{TS.A.H.M} Ultrasound #1

Today was a complete waste of time. We got there and she was looking and said that based on my blood work, my levels are high which means I am pregnant (confirmed for the third time now) but that there was only a sac there at the moment because the baby isn't big enough to see yet. So, I'm supposed to go back to my doctor in a week to follow-up and reschedule another ultrasound in about 3 weeks.

I'm feeling more nauseous. I think this has been the first day that I've actually felt sick all day. Even after eating. I woke up feeling sick and could barely drink for my ultrasound...but I managed. I only have three days left of work but man is it going to be rough feeling like this. I'm going to do my best but if I'm sick at work, I'm going to need to go home. I feel like it's in my throat just ready to come out. (sorry TMI btw!)

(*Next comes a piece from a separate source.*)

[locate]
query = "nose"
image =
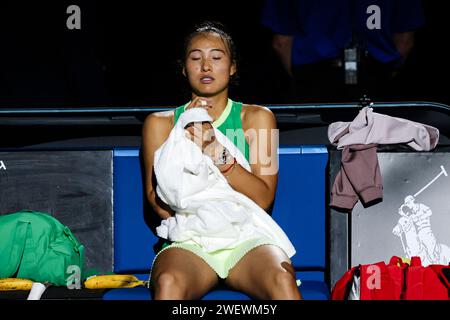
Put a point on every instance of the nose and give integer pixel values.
(206, 66)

I'm irritable and I can't wait until I can enjoy the whole day without knowing that I'll be working later that evening. Maybe it's just my nauseous, irritated-self talking today. It doesn't help that the guys are working on the house right beside ours (new construction) and all they're doing is BANG, BANG, BANG, BANG...pause...BANG, BANG, BANG, BANG...pause...etc. OVER and OVER again! I was trying to nap with S this afternoon and I got to closing my eyes for a couple hours but that banging stopped me from actually getting some rest.

My doctor gave me the okay to take Gravol so I took two of the girls not too long ago because that's all I have at the moment. I may buy some more tonight so I can make it through the next few shifts if I need it.

I'm going to relax for my last hour and a half before I have to leave for work. Blah!